City officials took the next step this month in creating an ordinance that would fine homeless people who sleep in downtown parking ramp stairwells.

Members of the Public Health and Safety committee on Oct. 21 unanimously passed the proposal, which is a response to concerns over people working or visiting downtown who feel unsafe when they step over homeless people who are seeking shelter in the ramps. Police say there is no current law on the books that allows them to force homeless people to move.

Wausau Police Deputy Chief Matt Barnes told the committee that current practice is to politely ask people to move along. The proposal includes a $50 fine for people who violate the ordinance.

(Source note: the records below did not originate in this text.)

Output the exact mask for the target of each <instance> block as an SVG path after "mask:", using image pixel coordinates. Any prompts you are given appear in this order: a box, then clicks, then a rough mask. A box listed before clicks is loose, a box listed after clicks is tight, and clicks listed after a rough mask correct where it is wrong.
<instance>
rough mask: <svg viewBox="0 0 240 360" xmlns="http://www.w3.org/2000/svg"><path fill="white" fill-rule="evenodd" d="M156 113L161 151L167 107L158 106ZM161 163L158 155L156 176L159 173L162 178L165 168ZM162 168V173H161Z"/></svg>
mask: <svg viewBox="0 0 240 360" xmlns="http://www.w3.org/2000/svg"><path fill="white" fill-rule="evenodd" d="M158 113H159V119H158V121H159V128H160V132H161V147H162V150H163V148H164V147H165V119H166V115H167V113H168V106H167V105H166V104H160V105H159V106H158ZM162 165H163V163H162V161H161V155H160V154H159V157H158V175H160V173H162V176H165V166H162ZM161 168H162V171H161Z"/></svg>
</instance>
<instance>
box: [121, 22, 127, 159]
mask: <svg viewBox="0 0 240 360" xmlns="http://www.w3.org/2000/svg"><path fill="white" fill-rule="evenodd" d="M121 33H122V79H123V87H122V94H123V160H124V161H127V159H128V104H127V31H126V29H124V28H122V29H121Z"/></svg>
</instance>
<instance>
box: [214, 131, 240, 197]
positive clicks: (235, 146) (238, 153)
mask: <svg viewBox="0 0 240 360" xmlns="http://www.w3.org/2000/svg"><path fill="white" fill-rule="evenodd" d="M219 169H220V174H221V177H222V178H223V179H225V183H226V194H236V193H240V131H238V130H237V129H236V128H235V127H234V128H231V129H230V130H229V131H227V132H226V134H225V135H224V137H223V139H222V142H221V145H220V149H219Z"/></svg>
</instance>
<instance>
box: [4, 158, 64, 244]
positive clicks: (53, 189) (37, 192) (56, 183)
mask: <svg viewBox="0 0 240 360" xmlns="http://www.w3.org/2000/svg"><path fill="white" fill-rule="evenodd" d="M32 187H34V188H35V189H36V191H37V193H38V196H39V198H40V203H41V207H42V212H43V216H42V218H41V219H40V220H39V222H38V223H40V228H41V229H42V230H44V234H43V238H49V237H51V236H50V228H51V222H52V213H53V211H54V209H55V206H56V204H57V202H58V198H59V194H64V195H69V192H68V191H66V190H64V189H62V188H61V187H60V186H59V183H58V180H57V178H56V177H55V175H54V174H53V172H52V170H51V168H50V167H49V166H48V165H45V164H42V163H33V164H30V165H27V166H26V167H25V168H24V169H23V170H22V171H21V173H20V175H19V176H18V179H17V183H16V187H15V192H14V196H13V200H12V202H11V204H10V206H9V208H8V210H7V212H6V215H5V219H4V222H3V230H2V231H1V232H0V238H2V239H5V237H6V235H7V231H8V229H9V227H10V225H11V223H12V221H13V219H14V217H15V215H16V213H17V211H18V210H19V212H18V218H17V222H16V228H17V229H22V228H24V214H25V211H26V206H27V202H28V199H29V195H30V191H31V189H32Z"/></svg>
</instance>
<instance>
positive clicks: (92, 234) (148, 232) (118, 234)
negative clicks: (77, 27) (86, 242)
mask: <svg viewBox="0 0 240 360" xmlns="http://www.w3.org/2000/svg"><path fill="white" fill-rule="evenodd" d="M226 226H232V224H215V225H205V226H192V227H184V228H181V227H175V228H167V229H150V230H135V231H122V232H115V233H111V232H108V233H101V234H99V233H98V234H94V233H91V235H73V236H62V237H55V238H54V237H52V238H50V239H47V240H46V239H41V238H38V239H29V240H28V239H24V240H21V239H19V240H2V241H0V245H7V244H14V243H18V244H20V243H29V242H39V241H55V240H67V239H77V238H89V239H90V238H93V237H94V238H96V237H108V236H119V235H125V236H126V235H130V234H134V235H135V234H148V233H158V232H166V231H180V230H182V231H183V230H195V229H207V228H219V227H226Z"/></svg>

“At the end of the day, I can’t point to a law or ordinance that allows us to enforce that,” he said. “If the desire of the council is not to have people sleeping in the ramps, then we need a law in place that allows us to enforce that.”

Council President Lisa Rasmussen said she recognizes the city has issued with homelessness and public intoxication, and said the council is looking for ways to remove roadblocks for services to people impacted by homelessness.

Barnes called the proposal a “band aid” to a much larger problem. The city’s warming center is only open from Nov. 1 until spring.

“This is one of many issues but we feel as though in order to protect our downtown businesses, passing this ordinance and giving us this tool is an important first step.

Dist. 3 Alderman Dave Nutting, who represents the downtown area, said workers who have to traverse through the parking stairway have admitted to their employers they are scared.

“This does not bode well for our community,” Nutting said. “The trouble is Wausau is a county seat, and county seats attract these people because of services we provide for the homeless. You don’t see these issues in the townships because we have the services. The warming center or Salvation Army might not accept certain individuals because they are deemed unfit.

Nutting said the city needs an alternative, and suggested that alternative may be the county jail for those who are unable to be accepted at these other places.

The proposal is subject to full council approval, which could come in November.